India is the third largest global CO2 emitter (7 per cent of global CO2 emission) well below China and the US. It has also committed to reducing its emissions intensity by 33-35 per cent under the Paris Agreement.
According to the EY report India is the world's third largest crude oil importer with import dependency of more than 80 per cent. It also imports 54 per cent of natural gas and 24 per cent of coal requirements, which largely affects India's financial account balance. India's oil import bill in FY20 and FY19 was around $101.4 billion and $111.9 billion, respectively.
A number of sectors like iron ore and steel, fertilizers, refinery, methanol, heavy duty trucking, aviation and maritime shipping emit large amounts of carbon dioxide.
According to the NITI Aayog report, if these sectors are helped with carbon free hydrogen or green hydrogen, the country will be able to deep decarbonise itself, which may help the country transition to clean energy and meet the net-zero targets by 2070. The report suggests, India has its distinct advantage in low cost renewable energy generation, which makes green hydrogen the most competitive form of hydrogen in the long run and cost parity with natural gas-based hydrogen or grey hydrogen could also be achieved by 2030.
NITI Aayog says with emerging global momentum on hydrogen, India can situate this decarbonisation opportunity not just within the context of a low-carbon economy, but also as an enabler of energy security and economic development for the nation.
Green hydrogen can potentially provide a replacement of fossil fuels in industrial processes and the next steps at the policy level could involve arriving at the correct mix between mandates/regulations and price instruments.
The EY report stated India aims for 100 million tonnes of coal gasification by 2030. Therefore, India has an opportunity to support blue hydrogen using carbon capture, utilization and storage technology.
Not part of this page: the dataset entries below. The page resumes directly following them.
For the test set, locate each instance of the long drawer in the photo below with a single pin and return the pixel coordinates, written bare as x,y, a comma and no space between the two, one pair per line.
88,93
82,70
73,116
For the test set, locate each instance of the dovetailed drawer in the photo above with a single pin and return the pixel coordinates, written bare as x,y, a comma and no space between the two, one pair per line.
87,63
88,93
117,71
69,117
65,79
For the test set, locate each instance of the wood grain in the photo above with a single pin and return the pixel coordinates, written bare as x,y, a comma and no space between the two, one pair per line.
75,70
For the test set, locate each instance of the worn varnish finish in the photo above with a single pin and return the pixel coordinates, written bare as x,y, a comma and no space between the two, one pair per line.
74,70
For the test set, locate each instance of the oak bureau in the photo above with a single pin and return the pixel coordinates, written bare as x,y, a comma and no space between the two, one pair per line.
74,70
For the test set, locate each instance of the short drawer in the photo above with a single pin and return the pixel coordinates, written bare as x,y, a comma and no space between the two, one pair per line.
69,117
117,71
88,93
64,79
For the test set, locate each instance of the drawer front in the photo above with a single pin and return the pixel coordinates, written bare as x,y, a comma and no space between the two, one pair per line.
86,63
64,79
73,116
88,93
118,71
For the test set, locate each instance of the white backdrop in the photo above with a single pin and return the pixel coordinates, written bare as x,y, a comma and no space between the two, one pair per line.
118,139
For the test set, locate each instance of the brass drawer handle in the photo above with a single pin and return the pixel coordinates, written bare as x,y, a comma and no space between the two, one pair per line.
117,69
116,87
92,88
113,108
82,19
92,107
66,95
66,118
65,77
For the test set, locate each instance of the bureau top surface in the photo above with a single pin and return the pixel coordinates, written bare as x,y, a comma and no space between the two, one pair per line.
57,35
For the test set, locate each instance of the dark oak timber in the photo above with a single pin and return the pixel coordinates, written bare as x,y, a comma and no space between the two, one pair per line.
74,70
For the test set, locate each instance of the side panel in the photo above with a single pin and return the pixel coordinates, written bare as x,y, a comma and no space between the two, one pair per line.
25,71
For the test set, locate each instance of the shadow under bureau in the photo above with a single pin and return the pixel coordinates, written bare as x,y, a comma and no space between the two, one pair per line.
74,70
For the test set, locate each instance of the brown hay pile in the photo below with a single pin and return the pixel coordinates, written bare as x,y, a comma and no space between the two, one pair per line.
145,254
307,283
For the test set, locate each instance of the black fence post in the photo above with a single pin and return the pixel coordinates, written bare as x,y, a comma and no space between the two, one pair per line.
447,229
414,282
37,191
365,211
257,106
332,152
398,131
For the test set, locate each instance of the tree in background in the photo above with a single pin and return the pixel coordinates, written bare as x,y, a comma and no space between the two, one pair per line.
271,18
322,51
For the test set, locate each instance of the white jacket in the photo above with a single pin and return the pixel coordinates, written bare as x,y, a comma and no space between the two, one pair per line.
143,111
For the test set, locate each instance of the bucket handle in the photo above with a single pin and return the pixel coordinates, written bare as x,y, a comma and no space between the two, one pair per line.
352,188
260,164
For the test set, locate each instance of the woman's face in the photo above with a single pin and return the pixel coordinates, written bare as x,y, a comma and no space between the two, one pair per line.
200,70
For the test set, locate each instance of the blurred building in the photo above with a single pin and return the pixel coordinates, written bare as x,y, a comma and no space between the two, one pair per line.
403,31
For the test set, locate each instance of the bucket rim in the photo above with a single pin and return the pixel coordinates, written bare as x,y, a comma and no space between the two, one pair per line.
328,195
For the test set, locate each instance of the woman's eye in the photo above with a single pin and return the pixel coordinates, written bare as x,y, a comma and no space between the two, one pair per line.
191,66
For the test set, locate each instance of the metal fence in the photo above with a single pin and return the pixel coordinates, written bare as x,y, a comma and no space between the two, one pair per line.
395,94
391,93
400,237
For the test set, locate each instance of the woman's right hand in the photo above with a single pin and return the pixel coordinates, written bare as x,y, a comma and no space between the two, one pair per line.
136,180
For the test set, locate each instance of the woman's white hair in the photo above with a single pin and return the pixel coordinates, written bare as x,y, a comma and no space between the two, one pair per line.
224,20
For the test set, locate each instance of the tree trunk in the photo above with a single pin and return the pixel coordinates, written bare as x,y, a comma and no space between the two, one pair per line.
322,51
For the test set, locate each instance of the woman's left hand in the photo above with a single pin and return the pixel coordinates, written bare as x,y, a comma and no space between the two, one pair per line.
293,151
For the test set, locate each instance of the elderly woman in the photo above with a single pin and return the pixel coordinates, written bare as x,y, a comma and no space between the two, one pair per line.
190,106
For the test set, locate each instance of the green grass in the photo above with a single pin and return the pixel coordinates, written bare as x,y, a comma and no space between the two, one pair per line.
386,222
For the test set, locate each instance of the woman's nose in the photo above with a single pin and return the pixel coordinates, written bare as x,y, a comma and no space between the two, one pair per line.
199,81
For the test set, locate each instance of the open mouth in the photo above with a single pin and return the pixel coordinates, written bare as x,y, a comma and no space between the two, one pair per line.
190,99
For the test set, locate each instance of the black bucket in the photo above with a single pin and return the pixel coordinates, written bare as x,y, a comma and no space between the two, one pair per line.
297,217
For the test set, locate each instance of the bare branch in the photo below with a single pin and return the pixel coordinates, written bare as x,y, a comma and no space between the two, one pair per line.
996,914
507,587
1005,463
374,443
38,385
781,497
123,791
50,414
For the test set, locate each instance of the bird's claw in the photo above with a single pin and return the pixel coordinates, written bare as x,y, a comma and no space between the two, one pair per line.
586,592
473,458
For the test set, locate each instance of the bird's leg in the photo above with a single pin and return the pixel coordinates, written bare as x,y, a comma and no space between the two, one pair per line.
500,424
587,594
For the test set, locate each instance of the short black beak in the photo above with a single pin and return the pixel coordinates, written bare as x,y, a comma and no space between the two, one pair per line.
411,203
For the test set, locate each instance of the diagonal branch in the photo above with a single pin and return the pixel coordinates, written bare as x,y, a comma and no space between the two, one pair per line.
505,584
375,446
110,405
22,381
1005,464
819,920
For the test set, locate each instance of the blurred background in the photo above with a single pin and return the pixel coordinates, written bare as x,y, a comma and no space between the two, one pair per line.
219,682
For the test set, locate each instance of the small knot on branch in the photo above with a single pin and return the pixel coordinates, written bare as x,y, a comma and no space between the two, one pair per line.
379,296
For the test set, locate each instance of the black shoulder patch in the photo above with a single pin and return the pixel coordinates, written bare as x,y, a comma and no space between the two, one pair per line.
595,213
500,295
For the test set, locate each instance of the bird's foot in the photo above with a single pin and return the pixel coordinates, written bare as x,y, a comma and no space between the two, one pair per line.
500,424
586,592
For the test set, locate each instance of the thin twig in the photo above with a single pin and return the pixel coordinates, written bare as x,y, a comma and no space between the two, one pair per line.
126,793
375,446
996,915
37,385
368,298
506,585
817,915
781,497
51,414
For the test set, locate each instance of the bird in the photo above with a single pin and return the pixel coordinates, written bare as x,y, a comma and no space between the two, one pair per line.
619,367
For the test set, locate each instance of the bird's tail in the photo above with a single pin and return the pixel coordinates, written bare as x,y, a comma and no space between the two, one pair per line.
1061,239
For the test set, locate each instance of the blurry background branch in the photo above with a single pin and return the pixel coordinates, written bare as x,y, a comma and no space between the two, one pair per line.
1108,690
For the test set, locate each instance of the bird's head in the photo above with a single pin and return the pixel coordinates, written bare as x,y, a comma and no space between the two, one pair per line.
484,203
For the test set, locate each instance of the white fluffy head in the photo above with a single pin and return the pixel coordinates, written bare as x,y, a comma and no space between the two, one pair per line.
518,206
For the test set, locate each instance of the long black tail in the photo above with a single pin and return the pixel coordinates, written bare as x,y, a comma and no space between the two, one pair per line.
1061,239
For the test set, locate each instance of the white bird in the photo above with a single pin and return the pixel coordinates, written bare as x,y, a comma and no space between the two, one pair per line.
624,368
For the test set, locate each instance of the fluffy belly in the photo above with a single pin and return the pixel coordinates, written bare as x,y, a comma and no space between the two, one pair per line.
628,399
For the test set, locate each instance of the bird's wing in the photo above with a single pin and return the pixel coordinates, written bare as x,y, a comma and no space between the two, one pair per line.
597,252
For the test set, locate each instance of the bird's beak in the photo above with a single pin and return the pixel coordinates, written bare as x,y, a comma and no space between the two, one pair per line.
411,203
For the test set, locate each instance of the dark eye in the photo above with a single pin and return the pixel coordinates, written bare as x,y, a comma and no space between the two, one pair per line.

A minimum subsidy can also be allocated for the same and this will create enough hydrogen demand and infrastructure for green hydrogen to enter the market.
Eventually, green hydrogen will become prevalent and utilize existing storage, transmission and distribution infrastructure.
Current demand for hydrogen in India (Source: EY report):
Industry sectors such as refineries and fertilizers account for major hydrogen demand in India mainly through grey hydrogen.
Grey hydrogen is largely produced by natural gas therefore, emitting huge amount of CO2 emissions.
Hydrogen can be useful in application that require high temperatures (above 250 degrees Celsius), especially in the chemical, iron and steel industry. In such cases, hydrogen can serve as an excellent alternative to other energy sources.
Also, it is essential to promote usage of hydrogen in sectors where direct electrification is not feasible.
The NITI Aayog report concluded that hydrogen demand in India could grow more than four-fold by 2050, representing almost 10 per cent of global demand. Given that the majority of this demand could be met with green hydrogen in the long-term, the cumulative value of the green hydrogen market in India could reach US$8 billion by 2030.
There is significant global interest in green hydrogen and countries are in the first stages of formulating a strategy and this will ultimately decide the winners and losers of the hydrogen economy.